Problem Statement
Design a rate limiter that controls the number of requests a client can send to an API within a given time window. The rate limiter should be distributed (works across multiple API servers), configurable per endpoint, and add minimal latency to request processing.
Requirements
Functional Requirements
- Limit requests per client (by API key, IP address, or user ID)
- Support different rate limits per API endpoint
- Return appropriate HTTP 429 (Too Many Requests) with retry-after header
- Support multiple rate limiting algorithms
- Allow rate limit configuration changes without restart
Non-Functional Requirements
- Latency: Add less than 5ms overhead per request
- Availability: Rate limiter failure should not block legitimate traffic (fail-open)
- Accuracy: Minimal over-counting or under-counting of requests
- Scale: Handle 1M+ requests per second across the fleet
Rate Limiting Algorithms
1. Token Bucket
Tokens are added to a bucket at a fixed rate.
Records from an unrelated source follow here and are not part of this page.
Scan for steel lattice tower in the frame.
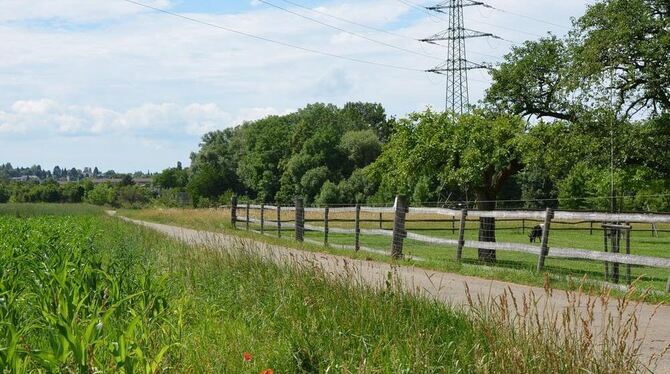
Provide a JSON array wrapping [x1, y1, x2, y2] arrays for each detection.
[[420, 0, 499, 114]]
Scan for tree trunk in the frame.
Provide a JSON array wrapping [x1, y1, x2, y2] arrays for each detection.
[[477, 196, 496, 264]]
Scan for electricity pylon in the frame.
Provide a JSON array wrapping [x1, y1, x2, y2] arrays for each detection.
[[420, 0, 500, 114]]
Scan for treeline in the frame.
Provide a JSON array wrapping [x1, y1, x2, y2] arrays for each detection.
[[154, 103, 395, 206], [2, 0, 670, 211], [154, 104, 670, 211], [0, 175, 151, 208], [0, 163, 152, 182], [151, 0, 670, 211]]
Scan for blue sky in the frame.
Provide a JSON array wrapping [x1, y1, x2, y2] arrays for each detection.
[[0, 0, 587, 171]]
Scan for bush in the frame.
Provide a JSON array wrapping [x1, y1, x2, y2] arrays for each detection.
[[316, 181, 340, 205], [115, 185, 151, 209], [86, 183, 115, 205], [0, 184, 9, 204]]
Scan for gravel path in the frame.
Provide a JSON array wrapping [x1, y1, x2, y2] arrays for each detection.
[[115, 212, 670, 373]]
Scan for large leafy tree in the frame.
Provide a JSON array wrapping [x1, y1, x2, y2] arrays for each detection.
[[369, 111, 528, 262], [486, 0, 670, 123], [573, 0, 670, 117], [188, 129, 241, 200], [236, 116, 292, 202]]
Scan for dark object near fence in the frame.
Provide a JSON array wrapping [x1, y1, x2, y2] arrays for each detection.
[[528, 224, 544, 243], [230, 196, 670, 293]]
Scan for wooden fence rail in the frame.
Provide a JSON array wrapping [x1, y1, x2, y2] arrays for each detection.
[[230, 196, 670, 292]]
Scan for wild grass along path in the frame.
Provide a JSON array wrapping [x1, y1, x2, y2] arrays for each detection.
[[109, 212, 670, 373]]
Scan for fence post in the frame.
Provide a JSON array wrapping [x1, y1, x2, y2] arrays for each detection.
[[295, 197, 305, 242], [277, 203, 281, 238], [625, 227, 633, 286], [612, 228, 621, 283], [456, 209, 468, 262], [323, 205, 330, 247], [354, 204, 361, 252], [537, 208, 554, 272], [246, 201, 249, 231], [603, 227, 611, 282], [261, 203, 265, 235], [391, 195, 409, 259], [230, 195, 237, 229]]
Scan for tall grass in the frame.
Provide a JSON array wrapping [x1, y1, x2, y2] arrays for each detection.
[[0, 206, 660, 373]]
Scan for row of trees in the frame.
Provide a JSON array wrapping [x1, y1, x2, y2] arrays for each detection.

Each request consumes one token. If the bucket is empty, the request is rejected.
Pros: Smooth rate limiting, allows short bursts Cons: Two parameters to tune (bucket size, refill rate)
2. Fixed Window Counter
Count requests in fixed time windows (e.g., per minute). Reset count at the start of each window.
Pros: Simple to implement, memory efficient Cons: Burst at window boundaries — a client can send 2x the limit by timing requests at the end of one window and start of the next
3. Sliding Window Log
Store the timestamp of each request. Count requests within the sliding window by removing expired timestamps.
Pros: Accurate, no boundary issues Cons: Memory intensive — stores every request timestamp
4. Sliding Window Counter
Hybrid approach: combine the current window count with a weighted portion of the previous window count.
Pros: Memory efficient, reasonably accurate Cons: Approximate — not perfectly accurate but within acceptable bounds
Architecture
Components
- Rate Limiter Middleware: Intercepts every API request before it reaches the application
- Rules Engine: Stores rate limit configurations per endpoint and client tier
- Counter Store: Redis cluster storing request counts
- Monitoring: Tracks rate limit hits, false positives, and latency overhead
Request Flow
- Request arrives at API gateway
- Rate limiter middleware extracts client identifier (API key)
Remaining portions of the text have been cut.